If then you decide to step back from Node B to Node A, all information entered in Node A appears on the task form. In this case, the completed instance of Node B is deleted from the system. When you click Next to move to Node B, a new task form appears. Previously entered data will be lost. If any of the nodes (A, B, or C) do not have the Allow users to step back to this node from the next chained activity checkbox selected, a "Back" button does not appear in the next task form. You are not able to navigate back to the previous task.

This example assumes that the Override assignment for the next attended activity even if the current user is not an assignee flag is enabled in all chained flows.

When an activity that is scheduled to run periodically is part of a chain, the first instance is chained. All subsequent instances are not part of an activity-chain.

Creating a quick task

Some tasks are part of a process but are not sequential in nature.

A quick task is any attended activity that is activated and completed outside of the fixed process flow. They are initiated on an ad-hoc basis and a new instance of the task is automatically generated after one is completed. All assignees can view and complete the quick task any number of times until the completion or termination of the process.

Any attended process activity can be configured as a quick task. Such activities display the following marker:

Like other tasks, quick tasks are not required to have an incoming flow, but they must have an outgoing flow. If a quick task does not have an incoming flow, it is activated immediately upon startup of the process.

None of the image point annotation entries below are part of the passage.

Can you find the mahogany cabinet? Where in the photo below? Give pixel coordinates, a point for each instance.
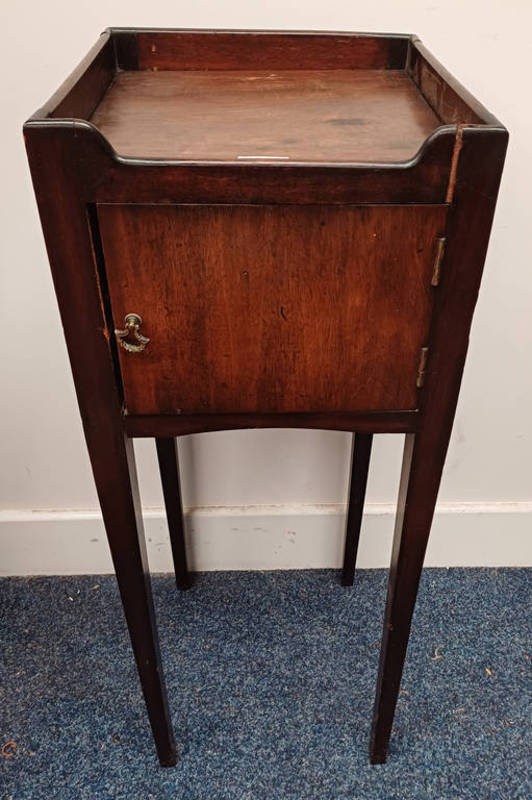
(261, 229)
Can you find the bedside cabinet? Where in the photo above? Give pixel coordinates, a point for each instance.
(260, 229)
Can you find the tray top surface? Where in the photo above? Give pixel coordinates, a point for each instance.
(289, 115)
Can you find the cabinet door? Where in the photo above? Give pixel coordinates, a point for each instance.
(271, 308)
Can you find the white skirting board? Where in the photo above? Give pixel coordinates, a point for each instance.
(265, 538)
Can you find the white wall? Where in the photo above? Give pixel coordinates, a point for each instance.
(487, 45)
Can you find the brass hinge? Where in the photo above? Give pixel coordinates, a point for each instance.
(422, 368)
(438, 258)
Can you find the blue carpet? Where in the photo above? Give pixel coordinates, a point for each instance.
(271, 679)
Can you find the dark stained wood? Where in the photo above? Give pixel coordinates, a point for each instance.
(259, 309)
(79, 95)
(449, 99)
(68, 242)
(477, 183)
(108, 179)
(215, 50)
(169, 469)
(166, 425)
(317, 115)
(126, 50)
(357, 492)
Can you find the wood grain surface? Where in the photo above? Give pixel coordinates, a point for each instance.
(315, 115)
(215, 50)
(272, 308)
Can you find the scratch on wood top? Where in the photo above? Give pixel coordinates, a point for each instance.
(454, 164)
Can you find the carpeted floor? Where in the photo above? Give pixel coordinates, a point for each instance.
(270, 679)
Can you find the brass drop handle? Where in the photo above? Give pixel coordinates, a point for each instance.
(132, 323)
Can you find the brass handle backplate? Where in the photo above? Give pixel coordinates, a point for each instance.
(132, 323)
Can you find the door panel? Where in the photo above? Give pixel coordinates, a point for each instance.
(272, 308)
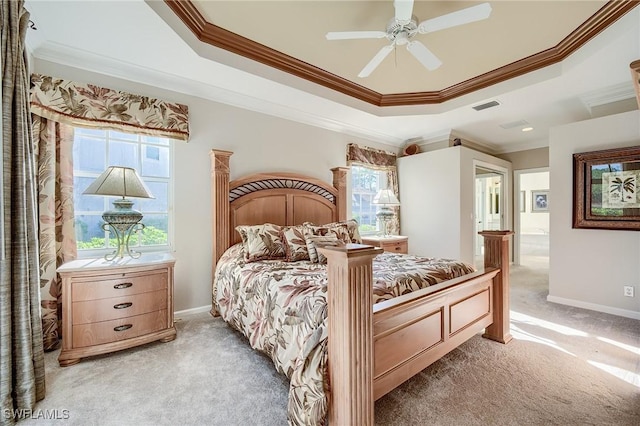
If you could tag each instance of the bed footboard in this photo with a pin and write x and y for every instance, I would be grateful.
(372, 351)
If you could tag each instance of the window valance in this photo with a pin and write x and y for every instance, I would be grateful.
(87, 105)
(370, 157)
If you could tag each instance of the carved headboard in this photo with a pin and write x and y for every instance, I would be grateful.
(280, 198)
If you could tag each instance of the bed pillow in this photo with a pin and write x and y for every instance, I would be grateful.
(262, 242)
(351, 226)
(295, 245)
(325, 240)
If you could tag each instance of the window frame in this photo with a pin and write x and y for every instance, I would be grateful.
(107, 201)
(381, 184)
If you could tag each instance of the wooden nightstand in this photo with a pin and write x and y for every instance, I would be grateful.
(392, 243)
(109, 306)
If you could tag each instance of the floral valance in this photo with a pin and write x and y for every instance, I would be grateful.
(87, 105)
(369, 156)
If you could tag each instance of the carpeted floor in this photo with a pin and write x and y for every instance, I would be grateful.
(565, 366)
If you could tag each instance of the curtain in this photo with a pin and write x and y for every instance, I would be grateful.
(380, 160)
(22, 381)
(53, 144)
(87, 105)
(57, 105)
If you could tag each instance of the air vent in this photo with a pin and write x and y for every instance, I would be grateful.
(485, 106)
(514, 124)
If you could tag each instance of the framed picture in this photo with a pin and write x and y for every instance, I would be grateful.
(605, 191)
(540, 201)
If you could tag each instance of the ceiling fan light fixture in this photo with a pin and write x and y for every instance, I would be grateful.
(404, 26)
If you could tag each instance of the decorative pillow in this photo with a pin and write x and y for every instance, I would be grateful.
(339, 231)
(324, 240)
(295, 245)
(352, 227)
(262, 242)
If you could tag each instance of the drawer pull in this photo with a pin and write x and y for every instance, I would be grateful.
(122, 305)
(122, 285)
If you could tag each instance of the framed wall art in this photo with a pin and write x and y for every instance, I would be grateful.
(605, 190)
(540, 201)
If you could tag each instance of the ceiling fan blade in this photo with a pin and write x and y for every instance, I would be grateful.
(352, 35)
(404, 10)
(424, 55)
(373, 64)
(461, 17)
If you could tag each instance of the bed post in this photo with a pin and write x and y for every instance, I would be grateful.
(340, 183)
(219, 203)
(350, 331)
(496, 255)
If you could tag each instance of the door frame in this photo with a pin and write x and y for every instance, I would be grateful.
(505, 196)
(516, 208)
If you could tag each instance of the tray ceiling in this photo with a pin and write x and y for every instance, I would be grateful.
(518, 37)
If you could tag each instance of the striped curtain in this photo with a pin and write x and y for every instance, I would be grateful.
(22, 381)
(57, 106)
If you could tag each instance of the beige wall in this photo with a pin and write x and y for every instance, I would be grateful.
(260, 143)
(589, 267)
(529, 159)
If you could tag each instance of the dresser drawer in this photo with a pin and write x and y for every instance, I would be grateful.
(118, 307)
(120, 329)
(107, 286)
(395, 246)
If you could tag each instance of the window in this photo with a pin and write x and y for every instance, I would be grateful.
(365, 183)
(93, 151)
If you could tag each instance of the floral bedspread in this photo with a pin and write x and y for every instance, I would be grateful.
(281, 308)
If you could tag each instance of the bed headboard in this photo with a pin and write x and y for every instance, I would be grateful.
(280, 198)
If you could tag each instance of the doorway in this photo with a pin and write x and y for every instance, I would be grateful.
(490, 202)
(532, 217)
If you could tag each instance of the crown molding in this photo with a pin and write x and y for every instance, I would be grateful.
(88, 61)
(227, 40)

Configuring a task as a quick task

To configure an attended node as a quick task:

  1. Right-click the node in the designer canvas and select Properties.
  2. In the General tab, select the checkbox next to Quick Task.

    Enable quick task

When a task is configured as a quick task, the following configuration changes are automatically made:

  • The Refresh default values every time the task form is viewed option is selected on the Other Tab.
  • The option to run the node as an unattended activity is disabled on the Assignment Tab.
  • The Set re-assignment privileges for assignees link is hidden from the Assignment Tab. (Quick tasks cannot be re-assigned.)

Any existing forms and data configurations are preserved.

Task assignees can view and complete the task. Apart from the task assignees, process administrators and users with Manager level access to the process can view and complete quick tasks that are assigned to other users and groups.

Activities that cannot be assigned to users do not display the Quick Task checkbox on the General tab of the properties dialog. It also does not appear when viewing a process model in the Process Analyst View.

You can also add a quick task when editing a running process.

Task execution options

Default values in a task form are evaluated when the task is issued. If these values change, the task form is typically updated with the new values when the task is viewed again.

To keep the default values that existed when the task was first issued:

  • Clear the Refresh default values every time the task form is viewed checkbox on the on the Other tab of the activity's properties.

Once a quick task has been activated, you can set it to be disabled if another user attempts to activate it again:

  • Select the do not create if active instances exist checkbox on the Other Tab.

You can configure the quick task so that only the most recent activation of the task is submittable:

  • Select delete previously activated instances on the Other Tab. All previously activated instances of the selected task are removed from the system when a new instance is activated.

Additional execution options are available on the Other Tab.

Enabling a quick task

Once a process has been started, a quick task can be enabled in one of the following ways:

  • If there are no incoming flows to a quick task, it is enabled as soon as the process is started.

  • If there is at least one incoming flow, the quick task is enabled once flow reaches it for the first time. Consider a rule event that waits for a condition to become true, or a receive message event that waits for an incoming message; these quick tasks are not enabled until the process flow reaches them.

  • Once a quick task is enabled, all task assignees can view and complete it. Quick task permissions are evaluated only when the node is first enabled. Permissions are not re-evaluated after each quick task instance is completed; only the initial permissions are used.

An in-flight modification of the assignment of a quick task does not affect currently-enabled quick tasks. It affects only the quick tasks activated after the change.

Disabling a quick task

Once a quick task has been enabled, it can be disabled in one of the following ways:

  • Configure an exception flow.
    • When the conditions for this event become true, the exception is triggered, and the quick task is disabled.
    • Exception conditions are only evaluated when an activity is first activated.
  • Make an in-flight modification to the process, in case no exception flow was configured or you wish to stop the quick task manually.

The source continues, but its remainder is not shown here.